## Imports

In [1]:
from selenium import webdriver
from selenium.webdriver.chrome.service import Service as ChromeService
from selenium.webdriver.chrome.options import Options
from selenium.webdriver.common.by import By
from selenium.webdriver.support.ui import WebDriverWait
from selenium.webdriver.support import expected_conditions as EC
from selenium.common.exceptions import NoSuchElementException, TimeoutException

import csv

## Scraping URLs with Selenium

In [5]:
# Specify the new base URL
base_url = "https://www.dice.com/jobs?location=USA&latitude=37.09024&longitude=-95.712891&countryCode=US&locationPrecision=Country&radius=30&radiusUnit=mi&page={}&pageSize=20&filters.postedDate=SEVEN&filters.employmentType=FULLTIME&language=en"

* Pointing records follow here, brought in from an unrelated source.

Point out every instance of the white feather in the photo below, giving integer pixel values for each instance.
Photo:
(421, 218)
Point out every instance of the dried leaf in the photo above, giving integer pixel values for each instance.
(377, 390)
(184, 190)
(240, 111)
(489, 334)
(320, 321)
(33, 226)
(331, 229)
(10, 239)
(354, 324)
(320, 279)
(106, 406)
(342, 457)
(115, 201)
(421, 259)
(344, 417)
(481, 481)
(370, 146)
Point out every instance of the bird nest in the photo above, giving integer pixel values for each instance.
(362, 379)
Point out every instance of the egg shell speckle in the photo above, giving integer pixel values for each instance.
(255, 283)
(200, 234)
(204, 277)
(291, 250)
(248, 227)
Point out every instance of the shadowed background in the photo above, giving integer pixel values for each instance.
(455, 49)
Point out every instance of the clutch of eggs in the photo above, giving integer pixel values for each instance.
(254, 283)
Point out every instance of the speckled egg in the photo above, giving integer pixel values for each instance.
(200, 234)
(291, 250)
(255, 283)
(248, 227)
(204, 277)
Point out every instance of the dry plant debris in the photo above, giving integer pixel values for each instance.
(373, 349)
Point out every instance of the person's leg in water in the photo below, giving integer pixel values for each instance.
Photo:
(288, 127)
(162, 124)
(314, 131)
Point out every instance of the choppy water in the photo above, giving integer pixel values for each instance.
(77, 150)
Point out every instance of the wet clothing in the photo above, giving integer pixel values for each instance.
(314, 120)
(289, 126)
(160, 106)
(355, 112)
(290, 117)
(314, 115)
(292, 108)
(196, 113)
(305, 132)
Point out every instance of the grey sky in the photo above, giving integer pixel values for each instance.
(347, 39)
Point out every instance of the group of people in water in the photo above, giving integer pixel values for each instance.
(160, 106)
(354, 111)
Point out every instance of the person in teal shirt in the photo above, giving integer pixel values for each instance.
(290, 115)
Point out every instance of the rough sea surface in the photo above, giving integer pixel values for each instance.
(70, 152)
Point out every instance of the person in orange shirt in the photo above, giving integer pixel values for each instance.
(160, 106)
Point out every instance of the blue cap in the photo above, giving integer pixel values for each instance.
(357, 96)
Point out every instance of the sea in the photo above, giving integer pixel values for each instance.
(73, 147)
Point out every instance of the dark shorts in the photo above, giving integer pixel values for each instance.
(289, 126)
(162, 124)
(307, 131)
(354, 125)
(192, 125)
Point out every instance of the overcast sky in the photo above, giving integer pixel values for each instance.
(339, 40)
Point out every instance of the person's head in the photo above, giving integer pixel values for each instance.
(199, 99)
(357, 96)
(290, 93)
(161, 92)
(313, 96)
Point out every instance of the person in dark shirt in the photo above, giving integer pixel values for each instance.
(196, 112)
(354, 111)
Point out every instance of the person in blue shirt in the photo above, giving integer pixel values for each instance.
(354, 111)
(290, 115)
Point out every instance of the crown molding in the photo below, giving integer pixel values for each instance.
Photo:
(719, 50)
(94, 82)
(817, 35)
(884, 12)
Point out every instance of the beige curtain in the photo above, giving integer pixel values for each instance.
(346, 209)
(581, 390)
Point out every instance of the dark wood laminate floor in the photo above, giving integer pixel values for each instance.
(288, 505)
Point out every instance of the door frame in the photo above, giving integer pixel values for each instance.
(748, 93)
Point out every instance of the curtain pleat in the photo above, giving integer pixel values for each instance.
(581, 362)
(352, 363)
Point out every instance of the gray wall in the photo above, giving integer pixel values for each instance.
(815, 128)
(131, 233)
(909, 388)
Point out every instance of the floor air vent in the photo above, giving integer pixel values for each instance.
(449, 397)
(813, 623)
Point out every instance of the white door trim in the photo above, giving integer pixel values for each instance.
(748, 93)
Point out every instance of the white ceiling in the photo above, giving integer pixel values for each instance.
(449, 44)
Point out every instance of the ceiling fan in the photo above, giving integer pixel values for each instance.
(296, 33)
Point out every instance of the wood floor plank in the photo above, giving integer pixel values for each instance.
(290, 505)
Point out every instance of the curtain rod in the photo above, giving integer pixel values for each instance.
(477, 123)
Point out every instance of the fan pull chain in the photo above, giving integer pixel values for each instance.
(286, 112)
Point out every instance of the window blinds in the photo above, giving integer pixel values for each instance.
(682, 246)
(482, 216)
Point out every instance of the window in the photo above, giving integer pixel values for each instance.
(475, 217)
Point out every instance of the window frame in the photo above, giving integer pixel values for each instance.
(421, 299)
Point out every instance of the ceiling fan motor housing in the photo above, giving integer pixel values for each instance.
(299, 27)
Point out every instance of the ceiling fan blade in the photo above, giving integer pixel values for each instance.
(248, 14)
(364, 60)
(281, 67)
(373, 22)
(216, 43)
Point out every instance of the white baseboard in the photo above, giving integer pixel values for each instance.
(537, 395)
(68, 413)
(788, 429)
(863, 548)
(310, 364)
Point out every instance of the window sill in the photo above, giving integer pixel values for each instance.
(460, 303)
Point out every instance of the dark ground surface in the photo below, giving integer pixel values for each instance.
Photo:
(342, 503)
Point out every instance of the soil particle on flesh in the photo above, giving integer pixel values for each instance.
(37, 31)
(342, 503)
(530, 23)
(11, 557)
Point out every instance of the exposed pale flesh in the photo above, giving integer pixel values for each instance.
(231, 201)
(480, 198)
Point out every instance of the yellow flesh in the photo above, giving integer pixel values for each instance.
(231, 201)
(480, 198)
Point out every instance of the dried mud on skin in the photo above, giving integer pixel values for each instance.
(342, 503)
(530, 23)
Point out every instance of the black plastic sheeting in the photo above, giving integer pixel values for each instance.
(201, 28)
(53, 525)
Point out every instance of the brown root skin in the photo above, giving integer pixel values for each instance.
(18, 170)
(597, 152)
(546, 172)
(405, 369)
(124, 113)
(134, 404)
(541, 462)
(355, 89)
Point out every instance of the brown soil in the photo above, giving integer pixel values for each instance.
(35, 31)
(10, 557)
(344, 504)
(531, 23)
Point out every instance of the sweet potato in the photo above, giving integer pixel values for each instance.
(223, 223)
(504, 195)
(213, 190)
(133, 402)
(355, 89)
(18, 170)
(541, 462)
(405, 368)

# Set up Chrome WebDriver with options, including incognito mode
chrome_options = Options()
chrome_options.add_argument("--headless")  # Run in headless mode (no visible browser window)
chrome_options.add_argument("--incognito")  # Enable incognito mode

# Specify the path to your Chrome WebDriver executable
chrome_driver_path = r"C:\Users\sarvin.farhad\Data-Science\Projects\EquiJob\task-1-data-collection\chromedriver.exe"

# Create a WebDriver instance
service = ChromeService(executable_path=chrome_driver_path)
driver = webdriver.Chrome(service=service, options=chrome_options)

job_hrefs = set()  # To store all job hrefs

# Loop through pages
page_number = 1
while True:
    url = base_url.format(page_number)
    print(f"Visiting page {page_number}: {url}")

    # Navigate to the URL
    driver.get(url)

    # Wait for the parent element to be present using XPATH with an extended timeout
    wait = WebDriverWait(driver, 15)
    try:
        parent_element = wait.until(EC.presence_of_element_located((By.XPATH, '//*[@id="searchDisplay-div"]/div[3]/dhi-search-cards-widget/div')))
    except TimeoutException:
        # If the parent element is not found, it means there are no more pages
        print(f"No more pages, stopping on page {page_number}. Total job hrefs: {len(job_hrefs)}")
        break

    # Find all child elements with the class 'card-title-link bold'
    child_elements = wait.until(EC.presence_of_all_elements_located((By.CLASS_NAME, 'card-title-link')))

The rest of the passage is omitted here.